Everything was prepared. From
Cárdenas, they called to say a little girl had
fallen four stories, and that she was being sent to
Matanzas. “When she arrived she was having a very
hard time breathing and her movements were slow,”
Montes de Oca explained.
“We decided to intubate her. She
was placed on a respirator, sedated and the
necessary parameters were achieved to maintain her
appropriately,” the specialist said, noting that all
efforts were made to give rapid attention to the
baby.
“A neurosurgeon was sent for,
along with a surgeon, radiologist, orthopedist,
intensive-care experts and nurses...
“In the baby’s case, we used a
cutting-edge machine for her intubation that the
hospital received,” he remarked.
No lesions requiring surgery were
noted, and she remained on the respirator for more
than 36 hours. “An ultrasound was taken, and the
next day, she was taken to the capital for a CT
scan, which showed that she had a small hemorrhage,
but one that did not require surgery.”
“Neurologically speaking, the
baby evolved well and it was possible to remove her
from the respirator,” Montes de Oca said.

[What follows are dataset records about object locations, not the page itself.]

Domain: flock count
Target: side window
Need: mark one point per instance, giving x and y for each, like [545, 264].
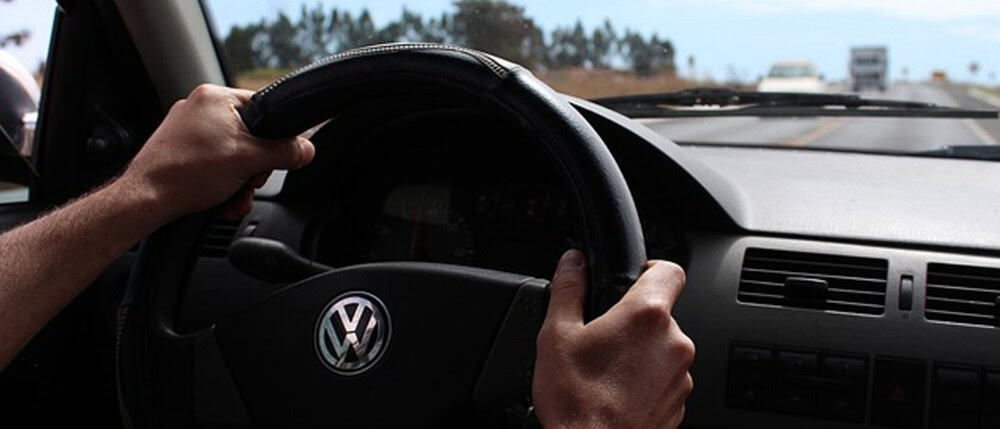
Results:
[25, 29]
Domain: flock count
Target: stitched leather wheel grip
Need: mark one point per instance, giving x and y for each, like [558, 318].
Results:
[612, 235]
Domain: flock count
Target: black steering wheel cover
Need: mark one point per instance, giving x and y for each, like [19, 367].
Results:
[612, 232]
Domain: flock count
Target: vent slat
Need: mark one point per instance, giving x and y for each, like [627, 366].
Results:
[853, 284]
[218, 236]
[963, 294]
[812, 274]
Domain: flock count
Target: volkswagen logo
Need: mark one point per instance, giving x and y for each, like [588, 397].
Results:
[352, 333]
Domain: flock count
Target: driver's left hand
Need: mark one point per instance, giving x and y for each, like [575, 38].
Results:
[202, 155]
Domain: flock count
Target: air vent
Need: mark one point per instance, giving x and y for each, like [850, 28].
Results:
[218, 237]
[814, 281]
[964, 294]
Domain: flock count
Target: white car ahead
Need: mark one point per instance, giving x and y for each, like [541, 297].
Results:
[792, 76]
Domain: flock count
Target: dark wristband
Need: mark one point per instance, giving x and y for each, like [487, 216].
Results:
[531, 420]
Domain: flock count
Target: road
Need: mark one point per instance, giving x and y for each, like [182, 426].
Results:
[877, 134]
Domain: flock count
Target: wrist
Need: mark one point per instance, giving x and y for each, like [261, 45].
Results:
[145, 201]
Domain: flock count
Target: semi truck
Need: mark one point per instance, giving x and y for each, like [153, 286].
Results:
[869, 67]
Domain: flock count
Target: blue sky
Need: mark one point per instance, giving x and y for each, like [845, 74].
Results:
[742, 35]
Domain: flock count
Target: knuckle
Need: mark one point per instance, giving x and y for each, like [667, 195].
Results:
[670, 270]
[202, 91]
[684, 350]
[547, 337]
[652, 312]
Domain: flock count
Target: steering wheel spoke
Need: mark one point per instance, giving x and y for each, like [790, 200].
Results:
[413, 335]
[378, 345]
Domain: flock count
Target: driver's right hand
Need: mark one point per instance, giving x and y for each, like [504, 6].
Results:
[625, 369]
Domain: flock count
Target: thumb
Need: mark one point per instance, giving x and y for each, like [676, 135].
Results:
[286, 154]
[568, 290]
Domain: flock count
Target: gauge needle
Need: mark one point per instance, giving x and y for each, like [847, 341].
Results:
[418, 230]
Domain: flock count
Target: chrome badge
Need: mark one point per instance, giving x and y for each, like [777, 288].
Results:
[352, 333]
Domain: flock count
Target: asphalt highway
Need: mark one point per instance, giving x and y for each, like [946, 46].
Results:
[856, 133]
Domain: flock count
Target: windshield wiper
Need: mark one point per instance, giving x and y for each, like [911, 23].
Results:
[983, 152]
[728, 102]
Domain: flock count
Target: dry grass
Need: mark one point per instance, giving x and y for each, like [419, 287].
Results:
[603, 83]
[579, 82]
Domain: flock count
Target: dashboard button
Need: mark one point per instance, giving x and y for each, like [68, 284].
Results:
[991, 400]
[749, 378]
[792, 363]
[956, 389]
[846, 405]
[956, 395]
[898, 392]
[751, 357]
[844, 368]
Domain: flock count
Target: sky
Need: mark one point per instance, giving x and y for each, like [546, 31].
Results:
[724, 36]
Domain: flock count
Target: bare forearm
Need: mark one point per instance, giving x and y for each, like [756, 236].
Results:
[46, 263]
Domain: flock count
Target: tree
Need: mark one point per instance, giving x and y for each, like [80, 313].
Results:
[497, 27]
[603, 44]
[284, 46]
[241, 55]
[494, 26]
[648, 58]
[569, 48]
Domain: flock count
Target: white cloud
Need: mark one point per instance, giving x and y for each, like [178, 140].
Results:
[991, 33]
[926, 10]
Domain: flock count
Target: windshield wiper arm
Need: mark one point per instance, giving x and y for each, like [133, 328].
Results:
[982, 152]
[728, 102]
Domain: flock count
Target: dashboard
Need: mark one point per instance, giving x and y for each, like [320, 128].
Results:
[897, 325]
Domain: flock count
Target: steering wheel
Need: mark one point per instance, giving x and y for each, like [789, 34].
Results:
[384, 344]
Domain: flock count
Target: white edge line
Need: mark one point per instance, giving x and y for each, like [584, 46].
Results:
[980, 132]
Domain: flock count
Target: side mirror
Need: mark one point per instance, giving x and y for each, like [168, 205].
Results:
[19, 95]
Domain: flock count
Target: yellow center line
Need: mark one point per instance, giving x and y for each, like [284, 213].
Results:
[828, 126]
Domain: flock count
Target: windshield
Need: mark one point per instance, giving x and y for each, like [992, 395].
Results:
[941, 52]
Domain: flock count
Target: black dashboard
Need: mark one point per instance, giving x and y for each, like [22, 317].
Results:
[896, 325]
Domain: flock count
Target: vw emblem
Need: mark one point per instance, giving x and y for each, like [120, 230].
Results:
[352, 333]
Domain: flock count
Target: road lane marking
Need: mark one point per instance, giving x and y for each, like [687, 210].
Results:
[984, 97]
[978, 130]
[829, 126]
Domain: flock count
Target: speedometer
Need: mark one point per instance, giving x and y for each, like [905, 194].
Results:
[420, 223]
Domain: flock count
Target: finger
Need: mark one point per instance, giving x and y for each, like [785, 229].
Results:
[285, 154]
[238, 205]
[677, 418]
[259, 180]
[242, 96]
[568, 289]
[661, 283]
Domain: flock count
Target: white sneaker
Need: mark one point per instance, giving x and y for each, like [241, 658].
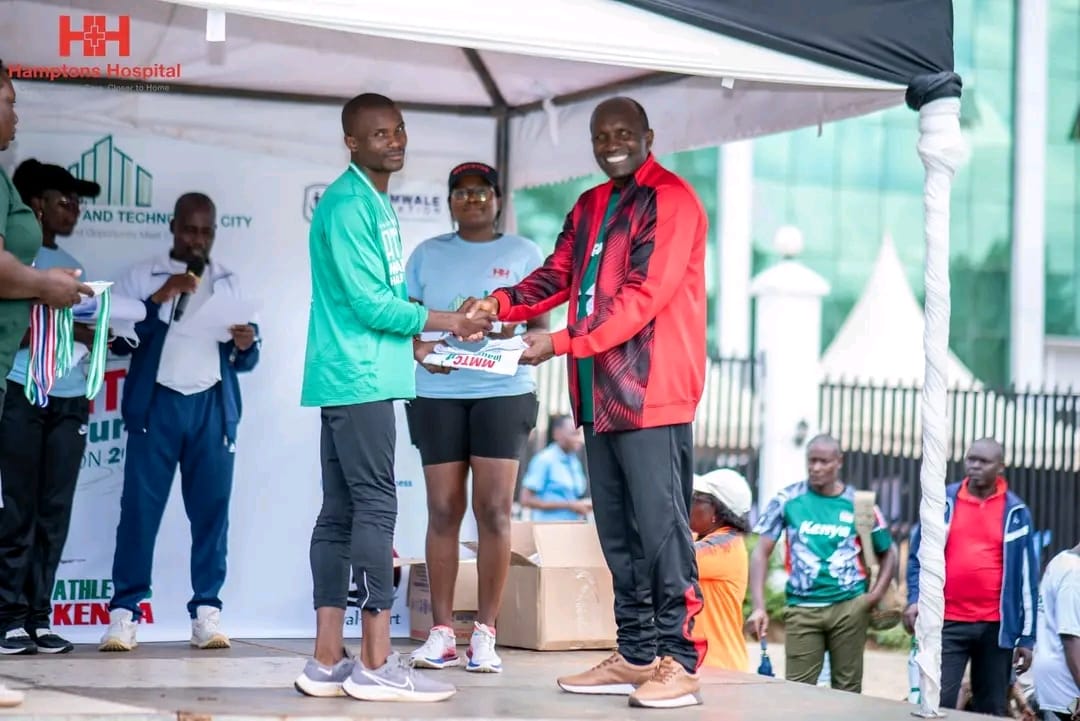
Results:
[439, 651]
[205, 628]
[121, 633]
[482, 655]
[10, 697]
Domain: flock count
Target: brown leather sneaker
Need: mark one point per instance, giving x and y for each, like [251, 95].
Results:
[670, 687]
[613, 676]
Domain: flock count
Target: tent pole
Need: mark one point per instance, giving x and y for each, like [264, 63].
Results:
[501, 111]
[943, 149]
[502, 151]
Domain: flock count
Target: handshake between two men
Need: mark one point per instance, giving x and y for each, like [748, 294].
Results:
[472, 322]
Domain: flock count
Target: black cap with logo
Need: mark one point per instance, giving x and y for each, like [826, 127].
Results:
[32, 178]
[483, 171]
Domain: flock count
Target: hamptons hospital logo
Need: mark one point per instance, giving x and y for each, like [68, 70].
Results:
[94, 37]
[408, 206]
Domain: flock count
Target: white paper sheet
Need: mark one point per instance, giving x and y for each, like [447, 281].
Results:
[214, 317]
[498, 356]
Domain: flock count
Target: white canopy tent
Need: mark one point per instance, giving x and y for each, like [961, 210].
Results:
[528, 73]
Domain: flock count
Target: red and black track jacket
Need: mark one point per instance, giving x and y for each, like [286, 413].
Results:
[647, 330]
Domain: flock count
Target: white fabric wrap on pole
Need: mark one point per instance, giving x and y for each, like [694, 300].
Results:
[943, 150]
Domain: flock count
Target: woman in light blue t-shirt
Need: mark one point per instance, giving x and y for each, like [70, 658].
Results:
[470, 420]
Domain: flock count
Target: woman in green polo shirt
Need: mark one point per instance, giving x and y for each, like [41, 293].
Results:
[19, 283]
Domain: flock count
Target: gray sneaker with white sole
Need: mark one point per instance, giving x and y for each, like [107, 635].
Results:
[396, 680]
[323, 682]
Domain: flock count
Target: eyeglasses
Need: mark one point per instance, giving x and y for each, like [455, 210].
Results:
[481, 194]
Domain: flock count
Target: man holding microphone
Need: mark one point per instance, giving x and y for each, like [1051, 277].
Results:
[181, 407]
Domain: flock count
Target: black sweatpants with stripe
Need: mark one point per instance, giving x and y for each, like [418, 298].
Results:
[642, 485]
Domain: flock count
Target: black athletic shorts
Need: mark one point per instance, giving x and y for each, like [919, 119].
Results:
[451, 430]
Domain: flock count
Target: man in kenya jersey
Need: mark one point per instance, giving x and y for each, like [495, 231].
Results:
[828, 598]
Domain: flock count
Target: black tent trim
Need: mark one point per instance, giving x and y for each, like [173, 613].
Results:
[907, 42]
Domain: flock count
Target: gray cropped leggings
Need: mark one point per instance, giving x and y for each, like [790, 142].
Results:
[355, 527]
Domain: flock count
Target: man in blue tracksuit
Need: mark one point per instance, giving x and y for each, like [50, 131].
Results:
[991, 573]
[181, 407]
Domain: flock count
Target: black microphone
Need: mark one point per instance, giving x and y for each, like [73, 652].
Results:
[196, 268]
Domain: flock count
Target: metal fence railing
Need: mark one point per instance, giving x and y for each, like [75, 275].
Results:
[879, 427]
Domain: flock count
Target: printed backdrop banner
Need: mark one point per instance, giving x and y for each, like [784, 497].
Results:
[264, 205]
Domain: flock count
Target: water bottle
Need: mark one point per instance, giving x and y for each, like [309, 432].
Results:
[913, 675]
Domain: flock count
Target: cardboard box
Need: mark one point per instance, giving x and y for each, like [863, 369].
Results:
[464, 608]
[558, 596]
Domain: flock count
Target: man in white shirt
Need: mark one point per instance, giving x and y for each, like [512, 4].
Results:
[181, 407]
[1056, 667]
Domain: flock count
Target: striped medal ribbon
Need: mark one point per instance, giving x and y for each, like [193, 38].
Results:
[52, 349]
[95, 375]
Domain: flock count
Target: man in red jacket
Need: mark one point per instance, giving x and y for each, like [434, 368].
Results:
[631, 261]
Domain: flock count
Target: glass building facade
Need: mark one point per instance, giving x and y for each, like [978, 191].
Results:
[853, 181]
[1063, 169]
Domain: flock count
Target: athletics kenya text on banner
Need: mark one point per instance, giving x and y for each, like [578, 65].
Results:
[262, 237]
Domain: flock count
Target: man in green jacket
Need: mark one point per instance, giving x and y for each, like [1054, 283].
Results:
[362, 342]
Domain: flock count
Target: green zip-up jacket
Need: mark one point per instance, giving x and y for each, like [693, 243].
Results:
[361, 325]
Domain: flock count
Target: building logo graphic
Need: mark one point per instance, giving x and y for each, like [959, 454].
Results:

“It was either pure chance or a
miracle that she did not have any lesions after that
fall from a fourth-story floor. Children at that age
are very pliable; we have had two similar cases, and
they haven’t had any problems, even though they are
very fragile. If she had been an adult, it could
have killed her.”
He said other factors in Mélani’s
case were her weight, her soft tissue and her bones,
which are still not hard.
She will grow up and perhaps when
she is an adult, she won’t be able to believe her
own story. To be born twice in just 11 months of
life must be a record. She came into the world on
February 10, 2006, and, her family says, from now on
her birthday will be celebrated twice over.